“When did you start being afraid to speak up?”
This is the danger concepts like trigger warnings and speech codes present to free speech. People start censoring themselves over fear of the mob.
One professor shared her story at the Washington Post:
Afraid to speak up: In the era of trigger warnings, a tenured professor stays silent
A colleague recently hit me with a hard question: “When did you start being afraid to speak up?”
She sounded surprised more than accusatory about my silence following a brouhaha at an academic conference from which we were returning.
As an assistant professor climbing the ranks in higher education, I frequently challenged the loudest voices in the room when I thought they were wrong.
Now I have tenure, which assures even greater academic freedom. But in the current campus climate of safe spaces, trigger warnings and outrage over anything politically incorrect, I find myself increasingly holding back and second-guessing myself.
I’m not the only one. A 2010 study from the American Association of Colleges and Universities shows that only 30 percent of college seniors and 17 percent of professors strongly agree it’s safe to hold unpopular points of view on campus.
My most recent struggle with self-censorship came in the context of a gala at the international conference. It was a joyous 1920s-style burlesque show, which was “equal opportunity” inclusive as it celebrated life. A comedian in purple pants embraced his gayness and got everybody laughing. Men and women dancers tastefully depicted multiple facets of the Roaring Twenties — some sensual, some humorous, and everything done to a fun and uplifting beat.

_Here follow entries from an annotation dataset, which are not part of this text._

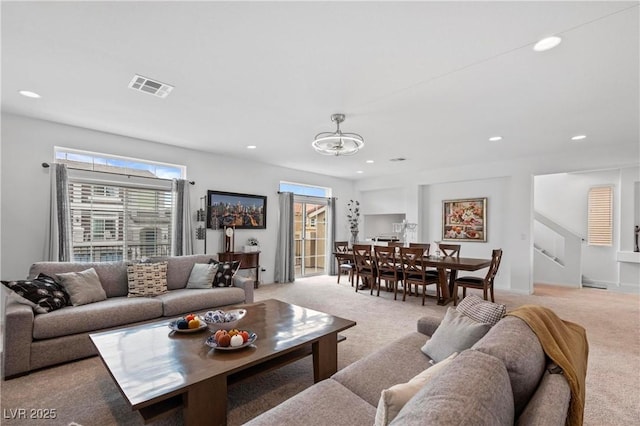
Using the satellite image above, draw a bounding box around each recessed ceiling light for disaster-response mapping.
[18,90,42,99]
[533,36,562,52]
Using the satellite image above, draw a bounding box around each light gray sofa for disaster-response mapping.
[247,316,571,426]
[2,255,254,379]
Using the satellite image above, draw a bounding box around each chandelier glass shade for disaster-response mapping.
[311,114,364,156]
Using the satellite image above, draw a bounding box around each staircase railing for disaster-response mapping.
[534,212,584,287]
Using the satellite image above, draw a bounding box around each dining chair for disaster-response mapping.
[453,249,502,306]
[333,241,355,287]
[438,244,460,257]
[400,247,440,306]
[352,244,377,294]
[372,246,406,301]
[371,246,407,301]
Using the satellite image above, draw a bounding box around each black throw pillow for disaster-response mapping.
[2,274,69,314]
[209,259,240,288]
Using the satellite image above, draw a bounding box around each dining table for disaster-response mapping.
[333,251,491,305]
[422,256,491,305]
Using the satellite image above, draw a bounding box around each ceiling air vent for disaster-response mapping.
[129,74,173,98]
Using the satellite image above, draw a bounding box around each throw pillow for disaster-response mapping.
[186,263,218,288]
[2,274,69,314]
[456,295,507,326]
[375,352,458,426]
[211,260,240,287]
[421,308,491,362]
[127,262,167,297]
[56,268,107,306]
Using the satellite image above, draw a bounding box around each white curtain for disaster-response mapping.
[274,192,295,283]
[171,179,193,256]
[44,163,71,262]
[328,197,340,275]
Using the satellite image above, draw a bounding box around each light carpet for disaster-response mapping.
[0,276,640,426]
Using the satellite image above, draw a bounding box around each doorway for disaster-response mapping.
[293,196,328,278]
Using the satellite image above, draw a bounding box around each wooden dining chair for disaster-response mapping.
[371,246,407,301]
[438,244,460,257]
[400,247,440,306]
[453,249,502,306]
[352,244,377,294]
[333,241,355,287]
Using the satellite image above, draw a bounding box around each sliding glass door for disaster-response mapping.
[293,195,328,278]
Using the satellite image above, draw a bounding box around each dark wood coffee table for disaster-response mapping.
[90,299,356,425]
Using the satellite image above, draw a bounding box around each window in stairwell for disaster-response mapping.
[587,186,613,247]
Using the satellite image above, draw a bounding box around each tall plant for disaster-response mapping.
[347,200,360,232]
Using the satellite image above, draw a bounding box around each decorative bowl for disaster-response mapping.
[203,309,247,331]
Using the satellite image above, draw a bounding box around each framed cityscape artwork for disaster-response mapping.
[207,190,267,229]
[442,198,487,242]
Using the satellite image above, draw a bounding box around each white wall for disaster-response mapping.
[0,114,353,283]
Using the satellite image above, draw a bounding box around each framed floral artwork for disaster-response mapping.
[442,198,487,242]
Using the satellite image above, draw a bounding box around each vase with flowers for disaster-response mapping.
[347,200,360,246]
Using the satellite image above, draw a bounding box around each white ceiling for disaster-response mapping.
[2,1,640,179]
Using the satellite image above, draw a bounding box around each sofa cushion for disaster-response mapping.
[375,352,458,426]
[2,274,69,314]
[127,262,167,297]
[156,287,245,317]
[245,379,376,426]
[29,262,129,297]
[33,297,162,339]
[56,268,107,306]
[186,263,218,288]
[456,294,507,325]
[516,372,571,426]
[332,332,431,407]
[391,350,514,426]
[473,316,546,418]
[149,254,212,290]
[422,308,491,362]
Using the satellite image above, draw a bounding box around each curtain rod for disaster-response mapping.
[42,162,196,185]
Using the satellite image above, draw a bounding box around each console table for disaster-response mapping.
[218,251,260,288]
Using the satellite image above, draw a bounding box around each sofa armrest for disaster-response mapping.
[418,315,442,336]
[2,296,34,378]
[233,274,254,303]
[516,371,571,426]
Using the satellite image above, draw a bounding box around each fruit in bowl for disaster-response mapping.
[172,314,202,330]
[213,328,254,348]
[204,309,247,331]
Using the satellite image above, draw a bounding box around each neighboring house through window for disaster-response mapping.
[55,147,186,262]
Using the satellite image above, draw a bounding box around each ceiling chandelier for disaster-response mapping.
[311,114,364,156]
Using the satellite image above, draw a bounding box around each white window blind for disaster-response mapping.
[69,177,173,262]
[587,186,613,246]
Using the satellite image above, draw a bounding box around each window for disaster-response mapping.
[56,148,186,262]
[280,182,331,198]
[587,186,613,247]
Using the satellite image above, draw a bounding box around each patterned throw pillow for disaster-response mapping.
[421,308,491,362]
[209,259,240,287]
[456,295,507,326]
[2,274,69,314]
[127,262,167,297]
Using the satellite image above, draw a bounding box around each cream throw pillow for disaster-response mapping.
[56,268,107,306]
[375,352,458,426]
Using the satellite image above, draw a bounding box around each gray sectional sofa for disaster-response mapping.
[247,316,571,426]
[2,255,254,378]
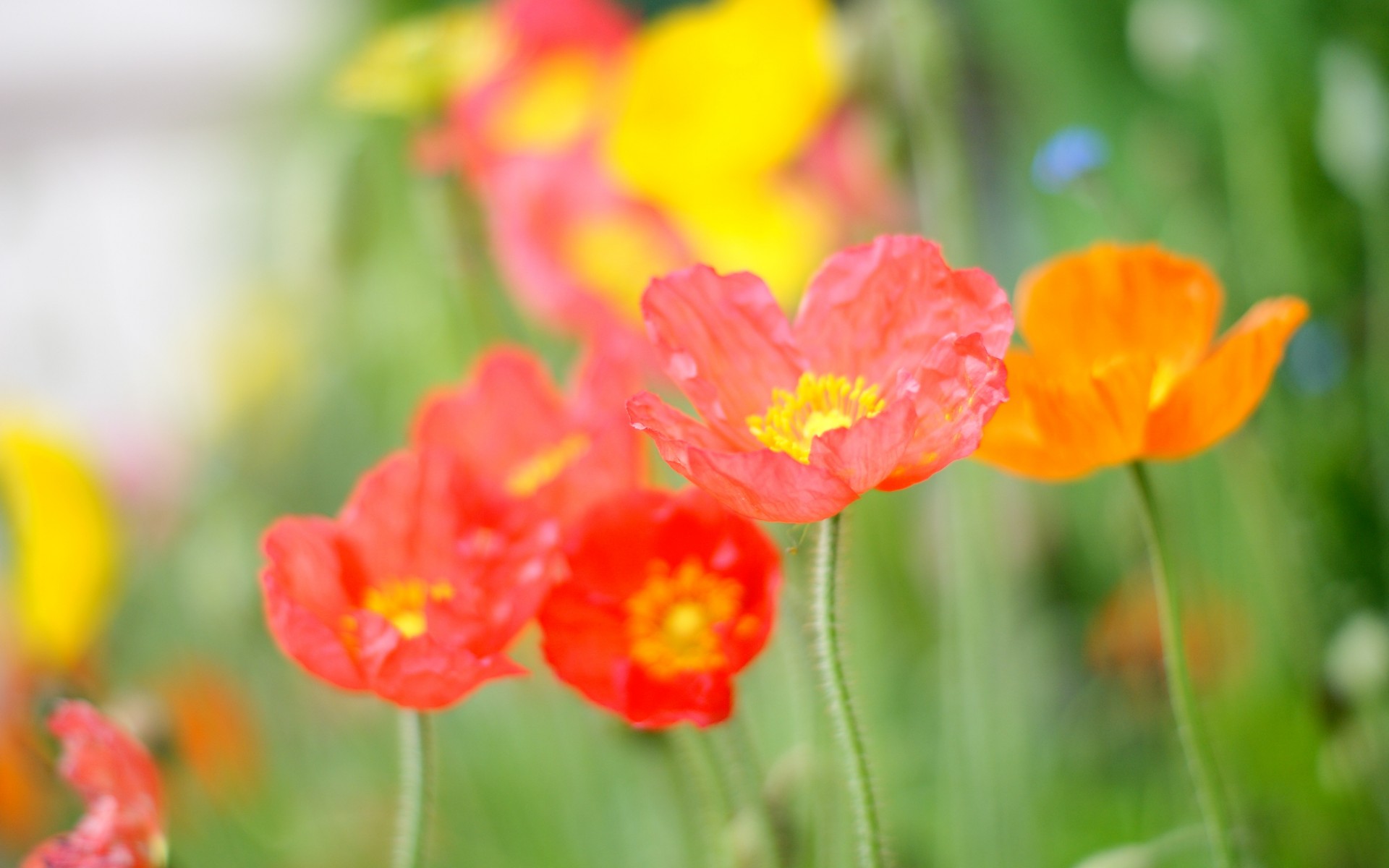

I was dazzled by every performance, but the conference director seemed nervous afterward. He wasn’t expecting something quite so provocative as a mini striptease in one sequence, and he worried that people might complain.
Sure enough, a critical post soon appeared on Facebook from a champion of gender inclusiveness — a gay woman who hadn’t seen the show but had learned about it from a friend. Like-minded thinkers quickly added their comments, and some called for a boycott of the society.